© Reuters. FILE PHOTO: A worker carries a bag of rice to a shop outside Hanoi on November 26, 2013. Vietnam offered the lowest price for supplying the Philippines with 500,000 tons of rice, bypassing Thailand’s offer of grain to boost stocks depleted by Typhoon Haiyan.
PARIS (Reuters) – Global food prices rose for a third consecutive month in October, hitting a new peak in 10 years, again driven by increases in cereals and vegetable oils, the United Nations Food and Agriculture Organization said on Thursday.
The Food and Agriculture Organization (FAO) Food Price Index, which measures international prices of the most globally traded food commodities, averaged 133.2 points last month compared to a revised 129.2 points for September.
The September number was previously given as 130.0.
The October reading was the highest for the index since July 2011. On an annual basis, the index rose 31.3% in October.
Agricultural commodity prices rose sharply in the past year, driven by harvest setbacks and strong demand.
The FAO Cereal Price Index rose 3.2% in October from the previous month. This was led by a 5% jump in wheat prices, which jumped for the fifth consecutive month to reach its highest level since November 2012, the FAO said.
“The tight availability in world markets due to lower yields in major exporters, especially Canada, the Russian Federation and the USA, continued to put pressure on prices,” FAO said of wheat.
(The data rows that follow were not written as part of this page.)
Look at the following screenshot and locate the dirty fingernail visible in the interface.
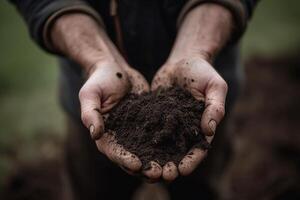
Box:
[208,120,217,134]
[89,125,96,139]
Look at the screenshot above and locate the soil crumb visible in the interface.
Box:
[105,86,209,168]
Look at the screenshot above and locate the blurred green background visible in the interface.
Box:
[0,0,300,191]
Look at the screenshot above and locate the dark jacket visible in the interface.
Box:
[10,0,257,119]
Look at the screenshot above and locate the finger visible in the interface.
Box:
[201,78,227,136]
[96,133,142,172]
[79,83,104,140]
[205,135,215,144]
[162,162,178,182]
[178,148,207,176]
[151,67,172,91]
[142,161,162,181]
[127,68,150,94]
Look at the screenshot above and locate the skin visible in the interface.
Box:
[151,3,233,181]
[51,4,233,182]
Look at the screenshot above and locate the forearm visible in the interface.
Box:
[51,13,126,71]
[168,3,234,62]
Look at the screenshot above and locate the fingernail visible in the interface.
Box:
[89,125,95,139]
[208,120,217,134]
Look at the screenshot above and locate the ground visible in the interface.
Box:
[0,0,300,199]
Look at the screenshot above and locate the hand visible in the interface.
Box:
[79,61,149,172]
[151,56,227,179]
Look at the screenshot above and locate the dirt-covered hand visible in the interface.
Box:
[151,57,227,179]
[79,62,149,171]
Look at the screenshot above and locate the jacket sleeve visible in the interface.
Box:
[177,0,259,42]
[10,0,104,53]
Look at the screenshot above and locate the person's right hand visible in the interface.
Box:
[79,61,149,172]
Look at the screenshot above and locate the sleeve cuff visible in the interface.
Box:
[177,0,248,43]
[42,2,105,53]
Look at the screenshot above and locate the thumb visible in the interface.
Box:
[201,77,228,136]
[79,82,104,140]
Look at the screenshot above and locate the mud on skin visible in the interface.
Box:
[105,86,209,168]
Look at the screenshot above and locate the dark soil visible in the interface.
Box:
[106,86,209,167]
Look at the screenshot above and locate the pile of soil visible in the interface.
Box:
[105,86,209,167]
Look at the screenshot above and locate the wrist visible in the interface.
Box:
[50,13,115,72]
[169,3,233,62]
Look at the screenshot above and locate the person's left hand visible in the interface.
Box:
[151,56,227,181]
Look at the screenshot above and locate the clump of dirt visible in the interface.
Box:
[105,86,209,167]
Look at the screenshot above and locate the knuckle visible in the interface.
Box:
[81,112,90,126]
[78,86,88,99]
[216,77,228,92]
[216,104,225,118]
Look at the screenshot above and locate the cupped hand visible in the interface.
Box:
[151,57,227,181]
[79,61,149,172]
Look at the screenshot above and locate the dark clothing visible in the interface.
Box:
[11,0,257,118]
[11,0,257,199]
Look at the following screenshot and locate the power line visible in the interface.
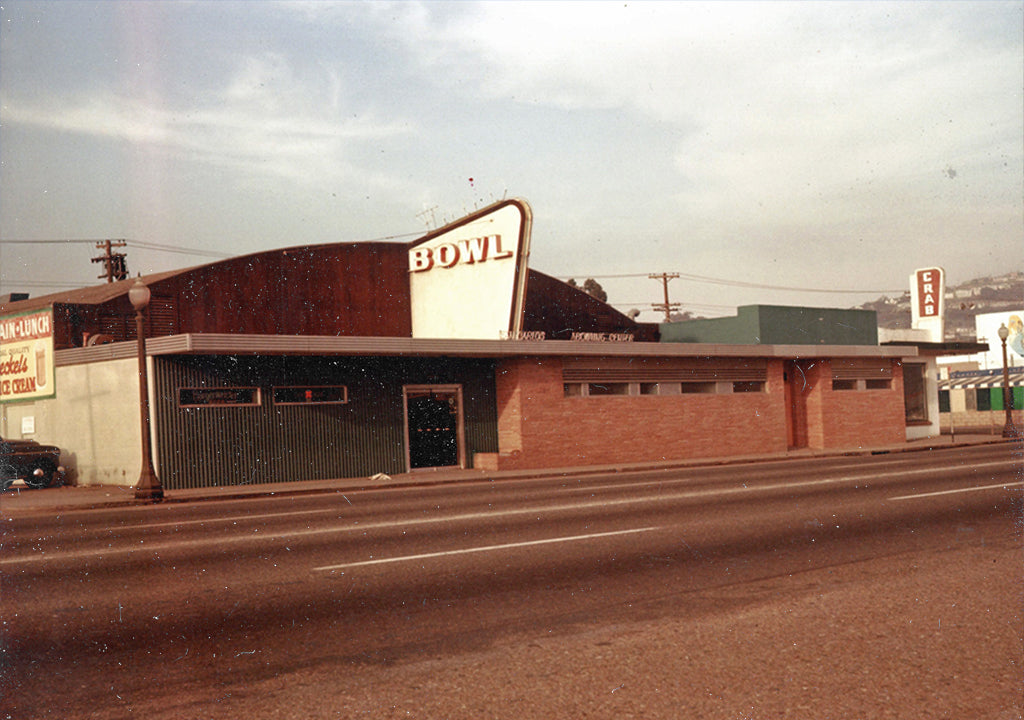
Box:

November wheat futures kicked off at new highs, with prices in the US hitting new highs since 2012, and approaching month Paris futures hitting a record high as import demand continues to recover. [GRA/] [GRA/TEND]
The FAO said global vegetable oil prices jumped 9.6% during the month to a record high, buoyed by further strength in palm oil prices as labor shortages in Malaysia continued to hamper production. [POI/]
In contrast, global sugar prices fell 1.8% in October, ending six consecutive monthly increases, according to the FAO.
The Rome-based Food and Agriculture Organization cut its forecast for global cereal production in 2021, to 2.793 billion tons from the 2.800 billion estimated a month ago, according to its forecast for grain supply and demand.
This mainly reflects lower wheat production estimates for Iran, Turkey and the United States, which offset increased expectations for coarse grain production.
The expected global production of cereals will remain at a record high, but it will reduce projected demand, resulting in lower projected cereal stocks, the FAO said.
Demand was supported by a rising outlook for global grain trade to a new record high, buoyed by an increase in wheat trade.